Theological Term of the Week

Pelagianism
A kind of theism that claims to be Christian but has been condemned as heretical throughout Christian history. In this view, human beings are not born sinful, but are able to live good moral lives and thus receive eternal life as a reward.

  • Scripture disproving Pelagianism: 
    And you were dead in the trespasses and sins in which you once walked, following the course of this world, following the prince of the power of the air, the spirit that is now at work in the sons of disobedience—among whom we all once lived in the passions of our flesh, carrying out the desires of the body and the mind, and were by nature children of wrath, like the rest of mankind. (Ephesians 2:1-3 ESV)
    …as it is written: “None is righteous, no, not one; no one understands; no one seeks for God. All have turned aside; together they have become worthless; no one does good, not even one.” (Romans 3:10-12 ESV)
  • From the Belgic Confession: 
    Article 15: The Doctrine of Original Sin 

    We believe that by the disobedience of Adam original sin has been spread through the whole human race. 
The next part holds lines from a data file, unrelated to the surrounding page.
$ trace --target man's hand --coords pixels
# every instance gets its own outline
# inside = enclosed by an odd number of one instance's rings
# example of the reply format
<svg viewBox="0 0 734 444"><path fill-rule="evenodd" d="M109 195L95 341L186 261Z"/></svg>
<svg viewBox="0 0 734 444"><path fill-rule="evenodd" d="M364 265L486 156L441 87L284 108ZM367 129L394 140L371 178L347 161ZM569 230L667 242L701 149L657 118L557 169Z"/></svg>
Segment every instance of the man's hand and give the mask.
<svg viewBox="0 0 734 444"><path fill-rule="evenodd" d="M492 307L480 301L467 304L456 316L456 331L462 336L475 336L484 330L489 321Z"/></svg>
    It is a corruption of all nature—an inherited depravity which even infects small infants in their mother’s womb, and the root which produces in man every sort of sin. It is therefore so vile and enormous in God’s sight that it is enough to condemn the human race, and it is not abolished or wholly uprooted even by baptism, seeing that sin constantly boils forth as though from a contaminated spring.

    Nevertheless, it is not imputed to God’s children for their condemnation but is forgiven by his grace and mercy—not to put them to sleep but so that the awareness of this corruption might often make believers groan as they long to be set free from the “body of this death.”

    Therefore we reject the error of the Pelagians who say that this sin is nothing else than a matter of imitation.